Fiscal Policy:- It is how a government rectifies its spending levels and tax ratios to monitor and influence a nation’s economy. It is the sister strategy to Monetary Policy through which a Union Bank influences a nation’s money reserve. These uses can affect the following macroeconomic variable in the economy:

• Aggregate demand and the level of economic activity;

• The distribution of income;

• The pattern of resource allocation within the government sector and relative to the private sector.

Sources of Revenue:- The main sources of revenue are custom duties, excise duties, service tax, taxes on property, corporate taxes, and income taxes.

Sources of Expenditure:-

Plan Expenditure includes agriculture, rural development, irrigation, and flood conrol, energy, industry, minerals, transport, and communications, etc.
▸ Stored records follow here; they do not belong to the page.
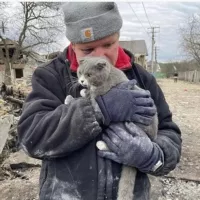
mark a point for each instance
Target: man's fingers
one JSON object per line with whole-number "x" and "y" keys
{"x": 142, "y": 119}
{"x": 111, "y": 145}
{"x": 144, "y": 102}
{"x": 140, "y": 93}
{"x": 148, "y": 111}
{"x": 109, "y": 155}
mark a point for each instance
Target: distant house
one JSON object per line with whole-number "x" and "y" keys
{"x": 24, "y": 65}
{"x": 138, "y": 48}
{"x": 156, "y": 67}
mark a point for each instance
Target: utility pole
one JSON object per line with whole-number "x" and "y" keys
{"x": 152, "y": 46}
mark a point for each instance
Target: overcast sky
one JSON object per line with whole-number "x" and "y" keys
{"x": 169, "y": 16}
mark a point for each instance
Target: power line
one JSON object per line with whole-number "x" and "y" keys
{"x": 146, "y": 15}
{"x": 138, "y": 19}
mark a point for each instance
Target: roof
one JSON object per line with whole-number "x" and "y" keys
{"x": 135, "y": 46}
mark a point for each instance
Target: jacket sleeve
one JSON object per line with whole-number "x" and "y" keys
{"x": 169, "y": 134}
{"x": 47, "y": 127}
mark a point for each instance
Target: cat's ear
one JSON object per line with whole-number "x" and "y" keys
{"x": 81, "y": 60}
{"x": 101, "y": 65}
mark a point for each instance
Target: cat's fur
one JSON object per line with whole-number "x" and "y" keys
{"x": 98, "y": 75}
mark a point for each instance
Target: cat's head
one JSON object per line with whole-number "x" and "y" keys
{"x": 93, "y": 71}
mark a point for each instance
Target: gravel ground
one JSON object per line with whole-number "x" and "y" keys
{"x": 181, "y": 184}
{"x": 184, "y": 182}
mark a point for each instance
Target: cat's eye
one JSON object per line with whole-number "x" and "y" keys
{"x": 88, "y": 75}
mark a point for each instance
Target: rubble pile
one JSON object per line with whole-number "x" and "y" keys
{"x": 13, "y": 161}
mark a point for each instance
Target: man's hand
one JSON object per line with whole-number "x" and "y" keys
{"x": 123, "y": 104}
{"x": 131, "y": 146}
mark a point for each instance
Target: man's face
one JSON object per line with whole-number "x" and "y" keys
{"x": 106, "y": 47}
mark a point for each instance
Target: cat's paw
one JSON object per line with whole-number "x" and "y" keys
{"x": 101, "y": 145}
{"x": 83, "y": 92}
{"x": 68, "y": 99}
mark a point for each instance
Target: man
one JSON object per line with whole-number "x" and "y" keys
{"x": 65, "y": 136}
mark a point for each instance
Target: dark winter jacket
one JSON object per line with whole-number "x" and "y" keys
{"x": 61, "y": 136}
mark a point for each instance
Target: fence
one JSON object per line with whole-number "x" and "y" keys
{"x": 191, "y": 76}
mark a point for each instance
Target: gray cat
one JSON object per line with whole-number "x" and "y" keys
{"x": 98, "y": 75}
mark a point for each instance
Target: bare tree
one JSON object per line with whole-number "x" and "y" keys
{"x": 33, "y": 26}
{"x": 190, "y": 37}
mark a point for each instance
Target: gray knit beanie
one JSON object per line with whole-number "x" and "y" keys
{"x": 90, "y": 21}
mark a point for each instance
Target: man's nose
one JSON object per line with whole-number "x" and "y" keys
{"x": 99, "y": 51}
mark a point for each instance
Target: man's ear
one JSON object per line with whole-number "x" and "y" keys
{"x": 101, "y": 65}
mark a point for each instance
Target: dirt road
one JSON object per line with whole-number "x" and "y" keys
{"x": 184, "y": 102}
{"x": 181, "y": 184}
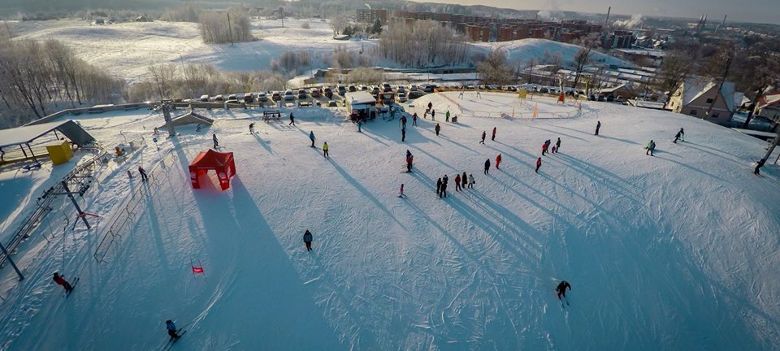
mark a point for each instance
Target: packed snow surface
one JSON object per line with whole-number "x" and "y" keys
{"x": 676, "y": 251}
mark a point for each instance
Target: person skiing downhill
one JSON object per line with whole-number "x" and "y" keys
{"x": 650, "y": 148}
{"x": 144, "y": 176}
{"x": 307, "y": 239}
{"x": 561, "y": 289}
{"x": 678, "y": 136}
{"x": 171, "y": 328}
{"x": 60, "y": 280}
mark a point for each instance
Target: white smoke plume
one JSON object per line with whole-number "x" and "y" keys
{"x": 634, "y": 22}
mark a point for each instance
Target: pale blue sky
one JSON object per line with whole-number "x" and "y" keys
{"x": 764, "y": 11}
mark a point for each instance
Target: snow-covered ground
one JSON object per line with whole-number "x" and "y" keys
{"x": 676, "y": 251}
{"x": 126, "y": 50}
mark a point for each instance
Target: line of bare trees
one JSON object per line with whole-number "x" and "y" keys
{"x": 422, "y": 44}
{"x": 38, "y": 77}
{"x": 169, "y": 81}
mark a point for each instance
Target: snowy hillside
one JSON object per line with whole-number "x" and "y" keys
{"x": 677, "y": 251}
{"x": 539, "y": 51}
{"x": 128, "y": 49}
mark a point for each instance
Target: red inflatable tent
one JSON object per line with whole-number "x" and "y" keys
{"x": 221, "y": 162}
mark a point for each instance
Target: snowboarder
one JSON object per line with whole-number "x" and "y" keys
{"x": 650, "y": 148}
{"x": 759, "y": 164}
{"x": 144, "y": 177}
{"x": 678, "y": 136}
{"x": 60, "y": 280}
{"x": 307, "y": 238}
{"x": 561, "y": 289}
{"x": 171, "y": 328}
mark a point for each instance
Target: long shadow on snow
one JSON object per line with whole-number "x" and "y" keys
{"x": 260, "y": 283}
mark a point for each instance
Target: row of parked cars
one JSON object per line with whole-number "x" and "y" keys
{"x": 399, "y": 93}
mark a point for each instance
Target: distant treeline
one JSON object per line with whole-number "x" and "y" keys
{"x": 36, "y": 78}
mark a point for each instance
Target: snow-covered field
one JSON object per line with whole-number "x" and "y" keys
{"x": 677, "y": 251}
{"x": 127, "y": 49}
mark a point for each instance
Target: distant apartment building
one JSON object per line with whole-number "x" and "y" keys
{"x": 479, "y": 28}
{"x": 371, "y": 15}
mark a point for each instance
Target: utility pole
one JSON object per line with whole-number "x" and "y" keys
{"x": 230, "y": 29}
{"x": 8, "y": 256}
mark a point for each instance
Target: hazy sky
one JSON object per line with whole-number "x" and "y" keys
{"x": 764, "y": 11}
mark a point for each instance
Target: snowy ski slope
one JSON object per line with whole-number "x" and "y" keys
{"x": 677, "y": 251}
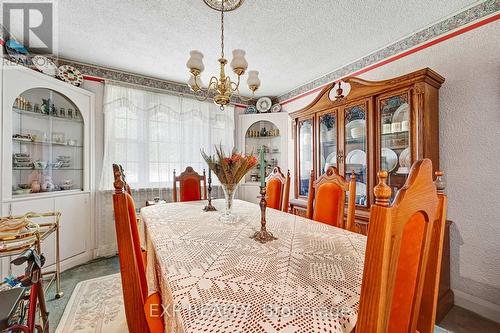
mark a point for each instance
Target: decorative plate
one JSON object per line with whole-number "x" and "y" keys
{"x": 359, "y": 123}
{"x": 44, "y": 65}
{"x": 389, "y": 159}
{"x": 405, "y": 158}
{"x": 356, "y": 156}
{"x": 332, "y": 159}
{"x": 263, "y": 104}
{"x": 402, "y": 113}
{"x": 70, "y": 75}
{"x": 360, "y": 189}
{"x": 276, "y": 108}
{"x": 17, "y": 52}
{"x": 250, "y": 109}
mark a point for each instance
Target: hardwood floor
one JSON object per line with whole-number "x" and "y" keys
{"x": 460, "y": 320}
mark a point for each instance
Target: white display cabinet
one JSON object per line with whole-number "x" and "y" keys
{"x": 47, "y": 142}
{"x": 270, "y": 132}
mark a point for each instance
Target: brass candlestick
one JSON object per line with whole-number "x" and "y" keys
{"x": 209, "y": 207}
{"x": 263, "y": 236}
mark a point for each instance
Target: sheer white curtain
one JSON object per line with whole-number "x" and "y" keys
{"x": 151, "y": 134}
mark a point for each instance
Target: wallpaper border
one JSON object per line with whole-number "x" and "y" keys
{"x": 441, "y": 28}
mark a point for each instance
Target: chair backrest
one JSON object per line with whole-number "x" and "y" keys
{"x": 127, "y": 186}
{"x": 190, "y": 185}
{"x": 326, "y": 200}
{"x": 428, "y": 305}
{"x": 397, "y": 253}
{"x": 278, "y": 189}
{"x": 131, "y": 264}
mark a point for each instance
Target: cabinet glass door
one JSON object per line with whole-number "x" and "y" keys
{"x": 305, "y": 155}
{"x": 47, "y": 143}
{"x": 355, "y": 158}
{"x": 327, "y": 141}
{"x": 395, "y": 154}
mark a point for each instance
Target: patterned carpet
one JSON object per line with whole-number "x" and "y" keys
{"x": 96, "y": 305}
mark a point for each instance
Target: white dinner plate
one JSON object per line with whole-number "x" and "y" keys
{"x": 360, "y": 189}
{"x": 402, "y": 113}
{"x": 389, "y": 159}
{"x": 332, "y": 159}
{"x": 263, "y": 104}
{"x": 356, "y": 156}
{"x": 355, "y": 124}
{"x": 45, "y": 65}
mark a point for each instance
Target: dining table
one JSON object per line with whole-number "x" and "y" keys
{"x": 213, "y": 277}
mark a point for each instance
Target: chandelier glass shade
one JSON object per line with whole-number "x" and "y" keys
{"x": 221, "y": 86}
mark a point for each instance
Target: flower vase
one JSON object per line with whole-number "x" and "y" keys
{"x": 228, "y": 216}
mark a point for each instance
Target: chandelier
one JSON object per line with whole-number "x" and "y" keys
{"x": 221, "y": 87}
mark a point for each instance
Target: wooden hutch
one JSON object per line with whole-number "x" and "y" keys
{"x": 377, "y": 125}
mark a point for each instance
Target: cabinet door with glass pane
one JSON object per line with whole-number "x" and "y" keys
{"x": 305, "y": 152}
{"x": 394, "y": 126}
{"x": 354, "y": 154}
{"x": 327, "y": 140}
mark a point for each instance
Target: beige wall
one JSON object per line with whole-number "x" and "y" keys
{"x": 469, "y": 155}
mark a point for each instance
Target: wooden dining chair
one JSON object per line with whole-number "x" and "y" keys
{"x": 278, "y": 189}
{"x": 190, "y": 185}
{"x": 326, "y": 199}
{"x": 136, "y": 300}
{"x": 399, "y": 261}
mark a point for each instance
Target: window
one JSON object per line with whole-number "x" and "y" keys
{"x": 151, "y": 134}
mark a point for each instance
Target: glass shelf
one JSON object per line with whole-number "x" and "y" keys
{"x": 41, "y": 143}
{"x": 45, "y": 116}
{"x": 262, "y": 137}
{"x": 254, "y": 143}
{"x": 47, "y": 169}
{"x": 42, "y": 137}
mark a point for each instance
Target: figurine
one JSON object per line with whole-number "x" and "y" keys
{"x": 46, "y": 106}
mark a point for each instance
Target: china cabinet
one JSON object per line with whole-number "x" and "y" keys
{"x": 377, "y": 125}
{"x": 267, "y": 131}
{"x": 47, "y": 140}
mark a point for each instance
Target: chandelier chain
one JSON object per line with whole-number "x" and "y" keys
{"x": 222, "y": 30}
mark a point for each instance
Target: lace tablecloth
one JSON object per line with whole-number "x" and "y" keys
{"x": 213, "y": 278}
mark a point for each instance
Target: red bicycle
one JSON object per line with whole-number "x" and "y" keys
{"x": 18, "y": 306}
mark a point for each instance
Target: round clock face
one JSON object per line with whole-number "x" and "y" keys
{"x": 71, "y": 75}
{"x": 263, "y": 104}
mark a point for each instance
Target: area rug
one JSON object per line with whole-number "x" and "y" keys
{"x": 96, "y": 306}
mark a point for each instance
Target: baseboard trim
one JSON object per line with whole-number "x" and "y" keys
{"x": 475, "y": 304}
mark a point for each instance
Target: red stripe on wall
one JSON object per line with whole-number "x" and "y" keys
{"x": 404, "y": 54}
{"x": 93, "y": 78}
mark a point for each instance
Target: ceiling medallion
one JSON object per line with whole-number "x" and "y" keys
{"x": 221, "y": 86}
{"x": 229, "y": 5}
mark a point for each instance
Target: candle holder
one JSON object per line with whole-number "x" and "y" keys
{"x": 263, "y": 236}
{"x": 209, "y": 207}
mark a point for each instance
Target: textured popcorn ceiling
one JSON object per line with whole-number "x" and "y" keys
{"x": 290, "y": 42}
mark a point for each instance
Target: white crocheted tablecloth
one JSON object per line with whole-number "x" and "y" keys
{"x": 213, "y": 278}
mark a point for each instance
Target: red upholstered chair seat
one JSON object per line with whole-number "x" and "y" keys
{"x": 327, "y": 199}
{"x": 329, "y": 196}
{"x": 190, "y": 185}
{"x": 138, "y": 304}
{"x": 274, "y": 191}
{"x": 190, "y": 189}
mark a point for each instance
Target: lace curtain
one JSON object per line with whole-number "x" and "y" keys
{"x": 151, "y": 134}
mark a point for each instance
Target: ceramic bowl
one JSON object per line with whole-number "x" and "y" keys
{"x": 357, "y": 132}
{"x": 40, "y": 164}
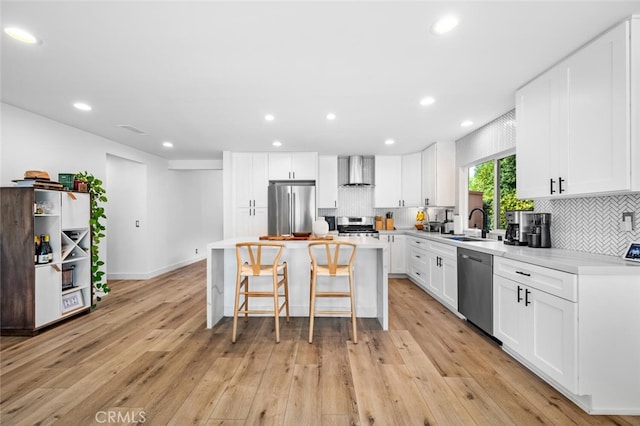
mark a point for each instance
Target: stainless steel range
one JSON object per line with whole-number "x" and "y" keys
{"x": 356, "y": 226}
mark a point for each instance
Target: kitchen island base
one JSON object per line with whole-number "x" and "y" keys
{"x": 370, "y": 274}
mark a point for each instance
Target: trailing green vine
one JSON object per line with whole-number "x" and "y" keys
{"x": 97, "y": 193}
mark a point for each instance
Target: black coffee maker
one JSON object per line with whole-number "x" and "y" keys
{"x": 541, "y": 230}
{"x": 518, "y": 226}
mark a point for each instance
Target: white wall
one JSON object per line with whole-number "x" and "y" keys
{"x": 30, "y": 141}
Non-Plan Expenditure:- It consists of interest payment, defence, subsidies, and general services.

Public Dept:-

Internal Debt comprises loans raised from the open market treasury bills issued to the RBI, Commercial Banks, etc.

External Debt consists of loans taken from World Bank, IMF, ADB, and individual countries.

Deficits:- In a budget statement, four types of deficits are mentioned:

• Revenue Deficit

• Fiscal Deficit

• Capital Deficit

• Primary Deficit

(1) Revenue Deficit: There are various ways to represent and interpret a government’s deficit. The simplest is the revenue deficit which is just the difference between revenue receipts and revenue expenditures.

Revenue deficit = Revenue expenditure – Revenue receipts

(2) Capital Deficit: An imbalance in a nation’s balance of payments capital account in which payments made by the country for purchasing foreign assets exceed payments received by the country for selling domestic assets.

In other words, investment by the domestic economy in foreign assets is less than foreign investment in domestic assets. This is generally not a desirable situation for a domestic economy.

Capital deficit = Capital receipts – Disbursement on Capital acoount

Fiscal Deficit: This is the sum of. revenue and capital expenditure less all revenue and capital receipts other than loans taken. This gives a more holistic view of the government’s funding situations since it gives the difference between all receipts and expenditures other than loans taken to meet such expenditures.

Fiscal Deficit = Difference between country’s expenses and earnings

Fiscal deficit = Revenue receipts (net tax revenue+non tax revenue) + Capital receipts (only recoveries of loans and other receipts) – Total expenditure ( Plan and non- plan) .

Primary Deficit: Amount by which a government’s total expenditure exceeds its total revenue, excluding interest payments on its debt.

Primary deficit = Fiscal deficit – Interest payments.